Akram held four people hostage during the incident, but they were later released unharmed.
The Tarrant County Medical Examiner on Friday ruled his death a homicide as a result of multiple gunshot wounds.
In Texas, a death being ruled as a homicide indicates that one person was killed by another – but does not necessarily mean the killing was a crime.
FBI director Christopher Wray called the stand-off an antisemitic incident, while US President Joe Biden said it was “an act of terror”.
Officers from Counter Terrorism Policing North West (CTPNW) said they are continuing with their investigation following the events in Texas and are working closely with and supporting US law enforcement, the force added.
A statement from Greater Manchester Police said: “We continue to work closely with colleagues from other forces.
“Communities defeat terrorism, and the help and support we get from the public is a vital part of that. So we would urge everyone to remain vigilant, and if you do see anything suspicious then please report it, in confidence, to police via the anti-terrorist hotline or gov.uk/ACT. It won’t ruin lives, but it may well save them.”
During a press conference in Texas on Friday, Matthew DeSarno, of the FBI, said Akram was not known and had no prior contact with US intelligence services.
He described the incident as a “federal hate crime” and added that the FBI is conducting “rigorous” analysis of Akram’s associates, his online presence and his devices.
“Today we’ve had significant success in tracking Akram’s movements and identifying the persons with whom he interacted while inside the United States,” Mr DeSarno said.
“This includes from the time he landed in New York on December 29 until he entered the Congregation Beth Israel Synagogue on January 15.”
Rabbi Charlie Cytron-Walker, who was one of the hostages inside the synagogue, thanked the police, law enforcement agencies and Colleyville Mayor Richard Newton for their support during the press conference.

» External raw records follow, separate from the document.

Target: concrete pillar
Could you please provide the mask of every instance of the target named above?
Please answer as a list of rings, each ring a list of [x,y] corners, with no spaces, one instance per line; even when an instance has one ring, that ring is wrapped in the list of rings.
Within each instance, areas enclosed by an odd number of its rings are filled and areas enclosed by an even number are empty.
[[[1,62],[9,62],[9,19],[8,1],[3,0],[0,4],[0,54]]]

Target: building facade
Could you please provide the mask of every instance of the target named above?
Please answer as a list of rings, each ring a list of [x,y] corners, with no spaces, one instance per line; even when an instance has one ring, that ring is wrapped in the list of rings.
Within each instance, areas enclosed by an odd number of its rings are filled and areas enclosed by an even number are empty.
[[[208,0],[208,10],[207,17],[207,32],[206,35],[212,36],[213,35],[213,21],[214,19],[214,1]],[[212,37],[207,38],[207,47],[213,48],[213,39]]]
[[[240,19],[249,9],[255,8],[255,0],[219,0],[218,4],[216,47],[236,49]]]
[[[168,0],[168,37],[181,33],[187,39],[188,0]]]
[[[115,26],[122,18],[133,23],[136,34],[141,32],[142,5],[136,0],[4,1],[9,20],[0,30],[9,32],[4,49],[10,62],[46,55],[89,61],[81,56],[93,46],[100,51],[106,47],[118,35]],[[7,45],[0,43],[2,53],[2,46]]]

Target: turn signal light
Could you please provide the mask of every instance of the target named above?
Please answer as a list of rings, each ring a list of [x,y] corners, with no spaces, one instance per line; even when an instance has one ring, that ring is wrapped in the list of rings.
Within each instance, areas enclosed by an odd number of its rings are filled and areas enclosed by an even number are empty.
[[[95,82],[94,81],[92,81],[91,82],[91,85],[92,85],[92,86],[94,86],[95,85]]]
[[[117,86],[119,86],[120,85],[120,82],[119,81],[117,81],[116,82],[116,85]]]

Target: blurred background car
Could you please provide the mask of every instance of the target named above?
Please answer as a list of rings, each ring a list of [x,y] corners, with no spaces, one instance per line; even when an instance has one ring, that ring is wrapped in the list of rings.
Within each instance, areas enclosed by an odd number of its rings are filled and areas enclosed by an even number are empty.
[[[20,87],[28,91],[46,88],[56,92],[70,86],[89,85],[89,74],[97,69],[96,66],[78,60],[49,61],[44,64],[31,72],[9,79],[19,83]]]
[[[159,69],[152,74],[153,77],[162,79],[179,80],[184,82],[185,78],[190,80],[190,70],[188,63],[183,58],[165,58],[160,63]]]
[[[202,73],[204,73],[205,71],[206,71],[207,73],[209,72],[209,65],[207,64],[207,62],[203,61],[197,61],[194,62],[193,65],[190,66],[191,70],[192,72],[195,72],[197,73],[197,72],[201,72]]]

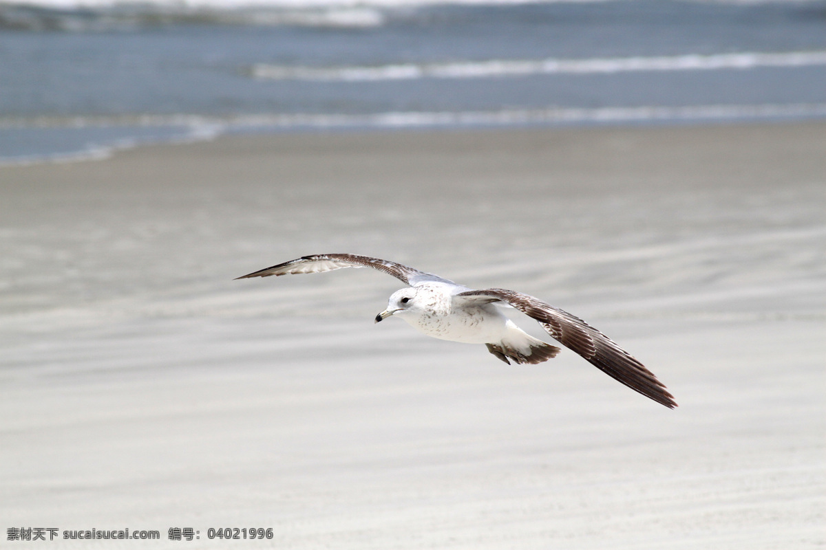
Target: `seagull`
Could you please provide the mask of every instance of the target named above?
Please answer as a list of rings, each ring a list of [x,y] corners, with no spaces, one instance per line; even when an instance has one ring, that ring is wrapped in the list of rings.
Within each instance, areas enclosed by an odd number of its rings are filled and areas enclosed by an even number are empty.
[[[677,406],[674,396],[653,373],[608,336],[529,294],[506,289],[474,290],[395,261],[355,254],[304,256],[237,279],[322,273],[344,267],[372,267],[409,285],[390,296],[387,309],[376,316],[376,322],[397,317],[429,336],[484,344],[508,364],[510,361],[536,364],[556,357],[560,348],[529,335],[496,307],[510,306],[537,321],[554,340],[614,379],[668,408]]]

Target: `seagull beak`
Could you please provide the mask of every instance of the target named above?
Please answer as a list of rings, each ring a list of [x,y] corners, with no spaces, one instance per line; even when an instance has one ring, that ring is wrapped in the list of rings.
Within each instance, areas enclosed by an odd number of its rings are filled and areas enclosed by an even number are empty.
[[[376,322],[379,321],[384,321],[388,317],[399,311],[398,309],[385,309],[383,312],[376,316]]]

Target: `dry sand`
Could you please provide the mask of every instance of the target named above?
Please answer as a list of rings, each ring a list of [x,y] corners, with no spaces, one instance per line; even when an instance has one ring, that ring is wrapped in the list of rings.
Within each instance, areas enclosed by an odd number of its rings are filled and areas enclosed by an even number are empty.
[[[824,548],[824,136],[254,136],[0,168],[0,546]],[[681,407],[567,350],[507,367],[374,325],[400,287],[377,272],[232,280],[332,251],[545,299]]]

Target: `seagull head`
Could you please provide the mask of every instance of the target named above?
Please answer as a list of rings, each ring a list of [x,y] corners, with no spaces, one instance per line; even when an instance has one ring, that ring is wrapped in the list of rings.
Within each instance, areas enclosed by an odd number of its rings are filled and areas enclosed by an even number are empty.
[[[376,316],[376,322],[384,321],[391,315],[403,315],[416,308],[415,289],[401,289],[396,290],[387,300],[387,308]]]

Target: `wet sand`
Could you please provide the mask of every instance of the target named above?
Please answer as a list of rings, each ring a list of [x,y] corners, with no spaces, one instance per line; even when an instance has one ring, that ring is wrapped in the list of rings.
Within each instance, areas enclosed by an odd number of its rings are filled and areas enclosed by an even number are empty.
[[[296,134],[0,167],[2,527],[823,548],[824,136]],[[546,299],[680,407],[567,350],[508,367],[374,325],[400,283],[372,270],[232,280],[334,251]]]

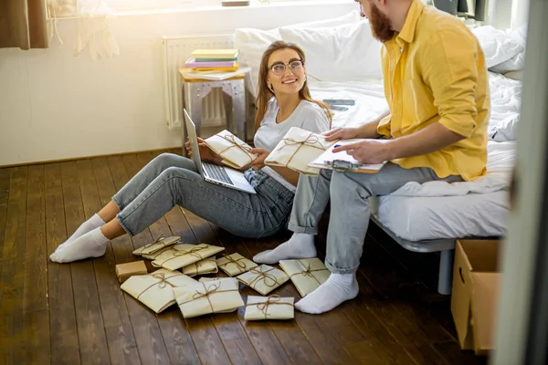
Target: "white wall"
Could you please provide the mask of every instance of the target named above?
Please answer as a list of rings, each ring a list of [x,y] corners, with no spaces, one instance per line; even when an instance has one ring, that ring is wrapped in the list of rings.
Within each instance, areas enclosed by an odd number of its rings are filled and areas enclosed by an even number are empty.
[[[76,20],[47,50],[0,49],[0,166],[180,146],[163,111],[162,36],[272,28],[334,17],[354,4],[128,15],[111,22],[121,55],[73,57]]]

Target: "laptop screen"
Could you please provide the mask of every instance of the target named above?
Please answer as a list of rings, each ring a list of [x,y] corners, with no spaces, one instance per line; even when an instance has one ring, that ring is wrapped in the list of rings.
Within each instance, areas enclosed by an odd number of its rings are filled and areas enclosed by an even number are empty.
[[[198,136],[196,135],[196,126],[194,121],[190,119],[188,112],[185,109],[183,110],[184,112],[184,124],[186,125],[186,134],[190,141],[190,148],[192,151],[192,161],[195,162],[196,169],[202,177],[204,177],[204,172],[202,170],[202,160],[200,158],[200,148],[198,147]]]

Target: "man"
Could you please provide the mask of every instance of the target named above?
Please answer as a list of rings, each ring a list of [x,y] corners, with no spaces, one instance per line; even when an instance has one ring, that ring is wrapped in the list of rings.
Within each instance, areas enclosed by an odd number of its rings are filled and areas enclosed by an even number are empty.
[[[384,43],[390,113],[329,136],[364,139],[336,150],[362,163],[389,162],[375,174],[322,171],[318,177],[300,176],[289,225],[293,235],[254,257],[269,264],[314,257],[313,235],[331,197],[325,265],[332,275],[296,303],[307,313],[331,310],[357,296],[370,197],[389,194],[408,182],[471,181],[486,171],[489,89],[474,36],[456,17],[420,0],[359,3],[374,36]]]

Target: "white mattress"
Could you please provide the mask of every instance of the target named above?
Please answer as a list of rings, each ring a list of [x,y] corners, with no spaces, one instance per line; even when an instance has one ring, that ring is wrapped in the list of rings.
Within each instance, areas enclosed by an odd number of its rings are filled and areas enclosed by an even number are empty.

He added: “I stand up here before you with great gratitude just to be alive, with such appreciation for all of those small little details that add up to something that, fortunately, was pretty miraculous.
“And so with gratitude, to God, with gratitude for all of those individual human efforts that allow us to be here today, I’m just overflowing with gratitude.”

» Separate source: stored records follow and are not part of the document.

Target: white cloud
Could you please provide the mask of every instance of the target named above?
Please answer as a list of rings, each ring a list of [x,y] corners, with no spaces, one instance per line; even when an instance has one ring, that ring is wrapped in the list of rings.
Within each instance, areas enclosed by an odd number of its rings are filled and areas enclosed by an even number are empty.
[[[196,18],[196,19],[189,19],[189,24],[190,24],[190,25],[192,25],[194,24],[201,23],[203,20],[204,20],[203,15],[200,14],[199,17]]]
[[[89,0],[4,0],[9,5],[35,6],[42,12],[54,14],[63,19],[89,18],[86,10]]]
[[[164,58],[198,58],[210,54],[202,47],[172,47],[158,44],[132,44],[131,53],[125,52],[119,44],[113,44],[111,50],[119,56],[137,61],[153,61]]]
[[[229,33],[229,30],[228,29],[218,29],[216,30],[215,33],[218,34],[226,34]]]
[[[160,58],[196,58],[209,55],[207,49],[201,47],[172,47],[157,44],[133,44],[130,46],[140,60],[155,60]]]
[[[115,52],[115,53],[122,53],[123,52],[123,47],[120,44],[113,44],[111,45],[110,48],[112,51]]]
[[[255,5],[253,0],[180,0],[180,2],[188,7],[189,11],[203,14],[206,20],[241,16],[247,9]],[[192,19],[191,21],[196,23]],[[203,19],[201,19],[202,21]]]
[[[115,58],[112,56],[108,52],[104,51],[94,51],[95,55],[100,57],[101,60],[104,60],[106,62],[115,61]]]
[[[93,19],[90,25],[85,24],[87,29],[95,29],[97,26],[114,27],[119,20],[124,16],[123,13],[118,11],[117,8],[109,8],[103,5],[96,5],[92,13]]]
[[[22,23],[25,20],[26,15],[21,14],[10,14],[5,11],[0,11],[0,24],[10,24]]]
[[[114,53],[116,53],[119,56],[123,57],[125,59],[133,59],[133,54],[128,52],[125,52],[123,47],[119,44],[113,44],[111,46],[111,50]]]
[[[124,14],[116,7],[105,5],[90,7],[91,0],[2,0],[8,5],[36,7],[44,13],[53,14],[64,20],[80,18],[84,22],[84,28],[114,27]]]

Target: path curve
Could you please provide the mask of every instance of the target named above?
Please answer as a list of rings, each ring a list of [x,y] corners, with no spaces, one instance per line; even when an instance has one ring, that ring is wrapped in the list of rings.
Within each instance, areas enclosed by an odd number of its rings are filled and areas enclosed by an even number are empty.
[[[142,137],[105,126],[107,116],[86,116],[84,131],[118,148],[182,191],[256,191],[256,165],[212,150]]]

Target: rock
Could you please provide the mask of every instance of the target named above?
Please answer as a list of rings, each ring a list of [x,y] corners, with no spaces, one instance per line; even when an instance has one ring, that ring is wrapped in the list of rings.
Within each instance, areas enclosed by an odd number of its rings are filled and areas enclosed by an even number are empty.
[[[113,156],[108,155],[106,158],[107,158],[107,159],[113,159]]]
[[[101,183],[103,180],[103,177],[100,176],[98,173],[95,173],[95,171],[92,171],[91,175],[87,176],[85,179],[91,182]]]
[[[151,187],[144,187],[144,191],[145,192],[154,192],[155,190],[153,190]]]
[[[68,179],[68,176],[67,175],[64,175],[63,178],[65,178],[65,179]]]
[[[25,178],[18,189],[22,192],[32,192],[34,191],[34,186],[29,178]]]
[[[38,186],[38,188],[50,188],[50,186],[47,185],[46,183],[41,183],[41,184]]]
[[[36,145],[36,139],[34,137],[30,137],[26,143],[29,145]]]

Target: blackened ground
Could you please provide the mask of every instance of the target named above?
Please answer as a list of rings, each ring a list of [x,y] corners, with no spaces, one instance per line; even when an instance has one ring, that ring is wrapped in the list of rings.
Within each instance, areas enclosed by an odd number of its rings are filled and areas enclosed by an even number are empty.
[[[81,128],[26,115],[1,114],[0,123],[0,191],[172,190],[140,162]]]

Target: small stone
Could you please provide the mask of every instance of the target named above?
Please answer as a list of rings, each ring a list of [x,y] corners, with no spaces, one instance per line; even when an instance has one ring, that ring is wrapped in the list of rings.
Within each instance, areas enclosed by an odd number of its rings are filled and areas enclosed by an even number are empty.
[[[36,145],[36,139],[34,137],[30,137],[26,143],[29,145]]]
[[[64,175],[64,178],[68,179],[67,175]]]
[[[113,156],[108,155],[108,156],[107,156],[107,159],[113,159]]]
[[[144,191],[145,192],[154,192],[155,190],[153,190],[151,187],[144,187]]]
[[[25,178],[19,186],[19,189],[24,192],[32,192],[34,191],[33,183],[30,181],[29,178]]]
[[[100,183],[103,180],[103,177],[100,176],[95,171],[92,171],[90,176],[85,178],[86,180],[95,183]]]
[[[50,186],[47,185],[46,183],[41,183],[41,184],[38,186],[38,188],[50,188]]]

Akram is believed to have had a previous criminal record before the siege on Sunday.
Born in 1977, his criminal history is understood to date back to 1995 when he would have been about 18 years old.
After that he spent time in and out of jail, first in 1996 for violent disorder.

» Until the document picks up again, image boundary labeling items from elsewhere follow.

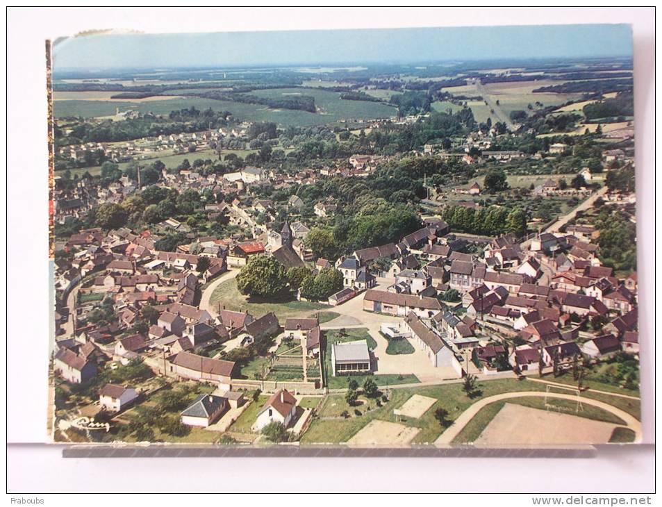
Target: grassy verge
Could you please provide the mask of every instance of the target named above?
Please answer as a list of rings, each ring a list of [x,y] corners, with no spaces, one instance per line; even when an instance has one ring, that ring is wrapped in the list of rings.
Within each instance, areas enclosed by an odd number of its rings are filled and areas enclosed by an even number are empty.
[[[251,433],[251,426],[255,423],[258,413],[267,399],[269,399],[268,396],[260,396],[256,401],[251,401],[251,404],[242,412],[241,415],[235,421],[230,429],[239,433]]]
[[[496,415],[506,403],[522,405],[531,408],[546,410],[545,407],[545,400],[541,398],[511,398],[507,400],[495,401],[481,408],[458,435],[453,439],[453,443],[468,444],[474,442],[480,436],[488,424],[492,422]],[[625,424],[622,419],[620,417],[617,417],[613,414],[604,410],[602,408],[591,406],[590,405],[584,404],[584,410],[574,413],[576,404],[573,401],[565,399],[551,399],[549,401],[549,403],[556,407],[558,407],[564,413],[577,415],[579,417],[585,417],[586,419],[591,419],[595,421],[602,421],[603,422],[610,422],[614,424]]]

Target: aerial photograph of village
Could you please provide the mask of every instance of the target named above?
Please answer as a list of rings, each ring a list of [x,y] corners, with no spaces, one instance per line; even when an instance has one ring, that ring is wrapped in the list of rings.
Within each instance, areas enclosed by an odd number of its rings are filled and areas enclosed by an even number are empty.
[[[48,52],[52,441],[641,440],[628,26]]]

Akram was issued with an exclusion order from Blackburn Magistrates’ Court in 2001, banning him from going near the building, sources previously told the PA news agency.
Akram was investigated by MI5 in 2020 but deemed not to be a credible threat to national security at the time, official sources previously confirmed to PA.
It is not yet clear how Akram was able to travel to the US two weeks ago despite his UK criminal record.